Há alguns meses, quando da edição de Morning Phase, Beck dizia-nos: “Outras eras tinham outras limitações, mas parecia existir mais liberdade e espontaneidade na criatividade. Sinto que há melhor música a ser feita agora, mas que há menos música com essa pureza de espírito”. Num momento em que todos temos uma consciência tão aguda da cultura pop, quando toda a informação está disponível, a especificidade da música como emanando de um lugar e como autobiografia tende a diluir-se?

Talvez essa ideia de lugar não seja essencial à boa música, talvez esse seja um valor ultrapassado a que as pessoas se agarram porque são incapazes de abordar música nova com um espírito aberto. Quando a ser autobiográfica, toda a música o é inerentemente – é uma gravação sónica dos pensamentos e sentimentos de alguém num tempo particular.

Vivemos tempos muito estúpidos.
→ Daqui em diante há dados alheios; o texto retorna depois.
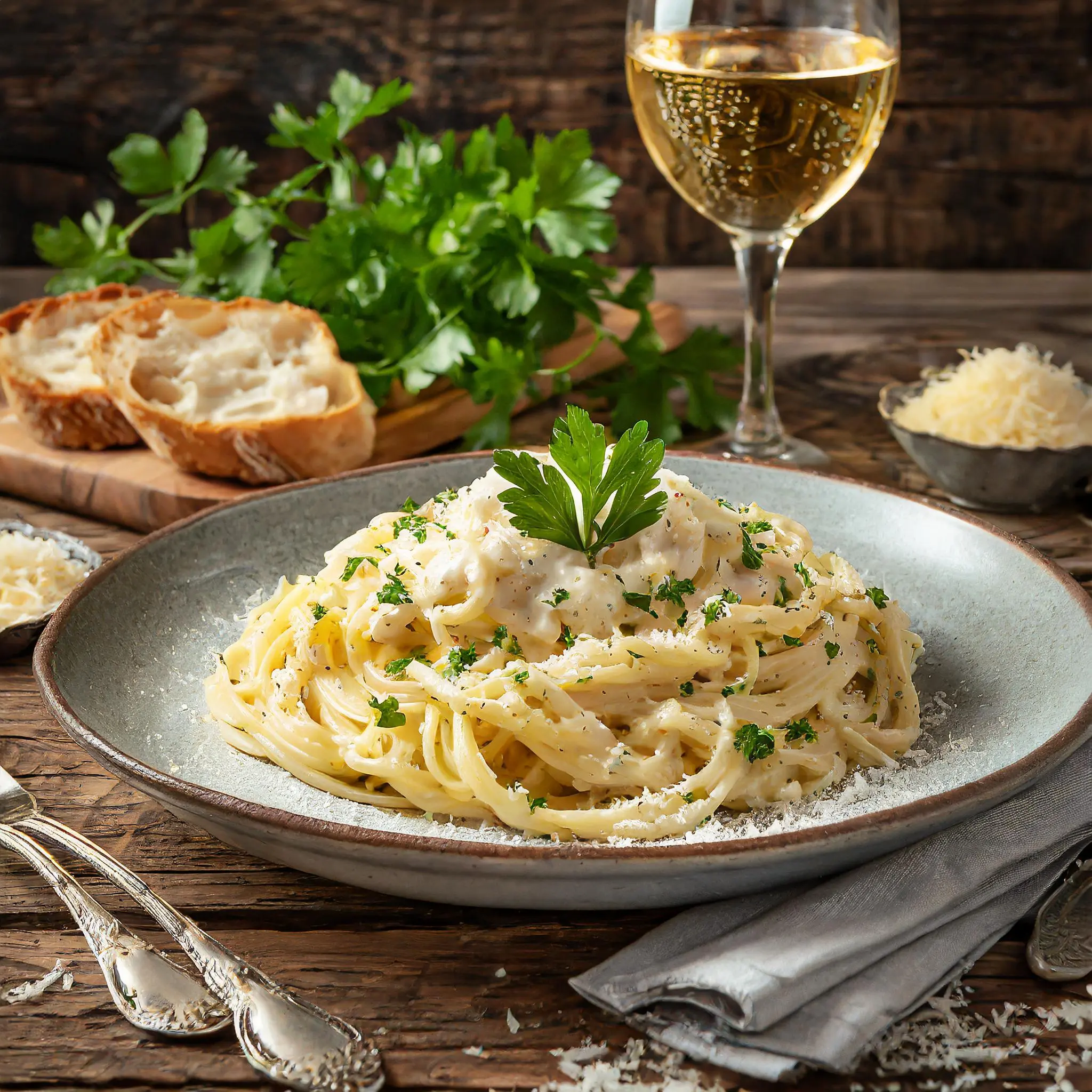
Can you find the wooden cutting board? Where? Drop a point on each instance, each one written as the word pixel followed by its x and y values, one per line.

Não sei o que se passa em Portugal, mas o discurso político nos Estados Unidos é dominado por idiotas ignorantes e irados. Neste contexto, criar algo que demonstra inteligência, bom gosto e que revela boas ideias é uma afirmação muito poderosa.

Escreveu Our Band Could be Your Life porque quase nada existia que documentasse uma geração de bandas cuja relevância tinha escapado ao grande público e aos media mainstream. Entre a diversidade de cenas que coexistem actualmente, existe alguma que sinta que está a ser ignorada e à qual deveríamos prestar atenção?
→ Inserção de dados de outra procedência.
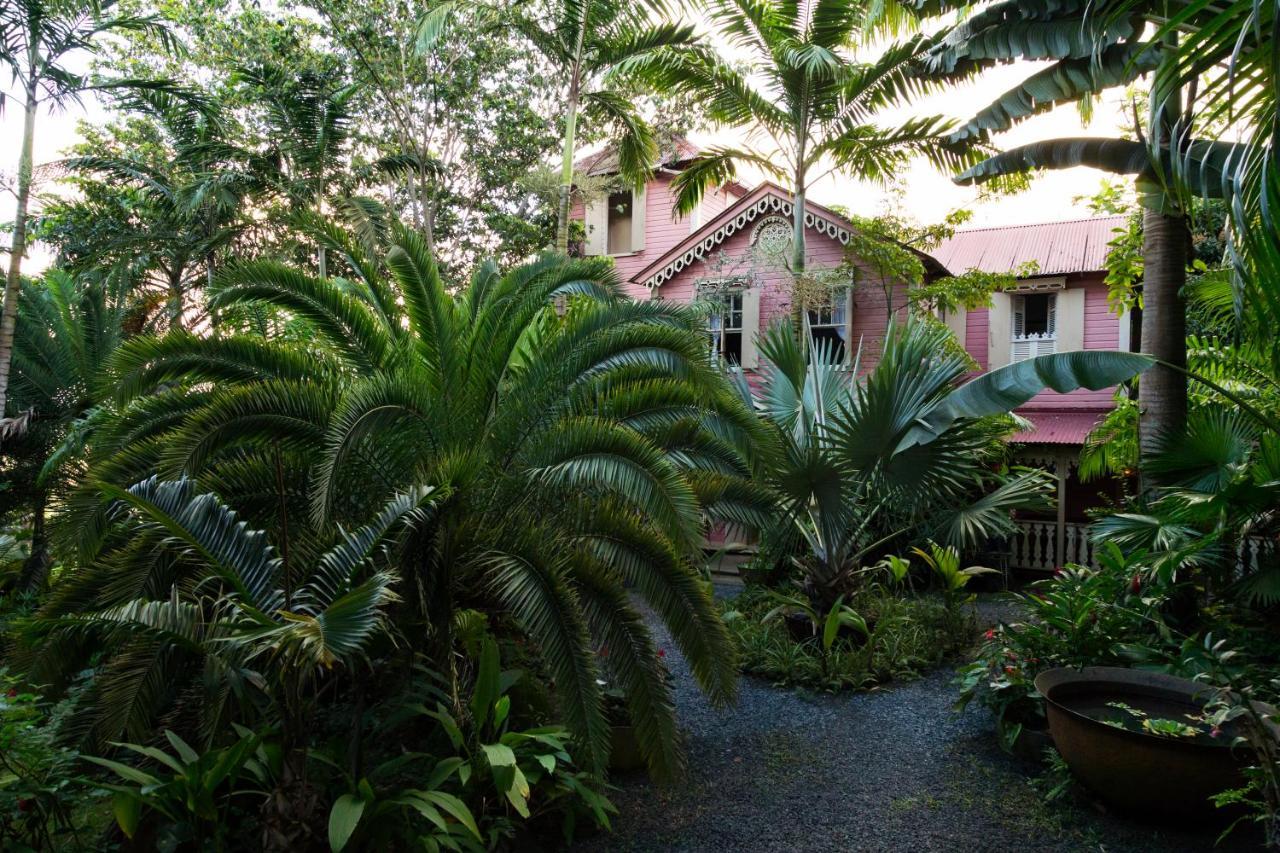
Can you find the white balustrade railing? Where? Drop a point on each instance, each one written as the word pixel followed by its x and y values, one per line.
pixel 1028 346
pixel 1034 546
A era em que alguma coisa podia ser desconhecida ou ignorada acabou. A música mais obscura é levada à atenção do público muito rapidamente. A prova é que podia inventor uma cena ou um género para responder à sua pergunta, mas depois iria googlá-la e perceberia instantaneamente que eu estava a inventar tudo. Hoje, tudo o que existe é documentado.

Vem ao Porto para um seminário sobre as cenas musicais contemporâneas. A ideia de universidades e académicos a estudarem a música rock seria estranha à geração punk. Acha importante que a cultura pop seja reconhecida desta forma pelo meio académico, considerando a relevância que ela tem assumido, social e culturalmente, de uma forma transversal, nos últimos 50 anos?

Quando era pequeno, os académicos não levavam a música popular urbana muito a sério. Não se estudava a música rock nas universidades, isso seria completamente ridículo, as pessoas rir-se-iam da ideia. Aprendi sobre música rock a ler livros, jornais e revistas, a ouvir música e a ir a concertos. E os meus livros não assumem de todo um tom académico ou intelectual. Vejo com alguma desconfiança pegar em algo que é tão livre e divertido e transformá-lo num compêndio universitário. Mas estou disponível para ser convencido.